Deputy Minister Mr Chikovani of Georgia shared his country’s experience in establishing favorable conditions for attracting private investment. He stated, “We embarked upon a painful but necessary journey to ensure consumers’ energy prices recover costs. Raising consumers’ awareness of the value of energy and what it takes to provide services, and how energy efficiency can reduce these costs, has been key to gaining public acceptance of higher prices.”
Minister of Energy and Water Management of Malta, Joseph Mizzi, stressed the necessity to be very practical and to put words into action. Malta has adopted a number of initiatives to help low income households improve energy efficiency. The afternoon session elaborated on the details of developing practical policies and programmes with contributions from Romania’s National Energy Regulatory Authority and Romanian Fund for Energy Efficiency as well as the European Commission, Habitat for Humanity International, the University of Oxford, EU-BAC/Honeywell, UNECE and the Copenhagen Centre for Energy Efficiency.

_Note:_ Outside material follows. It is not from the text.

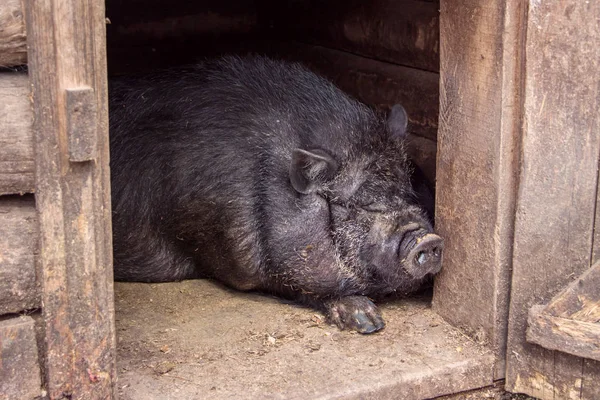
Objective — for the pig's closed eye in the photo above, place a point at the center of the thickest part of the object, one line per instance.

Many countries and international organisations such as the International Energy Forum and the Black Sea Cooperation Organisation stressed the need for greater and continued cooperation with the International Energy Charter and its Members and Observers on the issue of alleviating energy poverty. Several experts underlined the importance of robust, transparent and coherent multi-layer governance arrangements to enable effective housing renovation on the ground.
H.E. Anton Anton concluded, “I am convinced that the path to a better sustainable future for all of us – one with less poverty, better life prospects for all, and a healthier environment should be based on the cooperation of all actors involved, the private sector, local authorities, financial institutions, research sector, end users and at a larger scale of all countries.”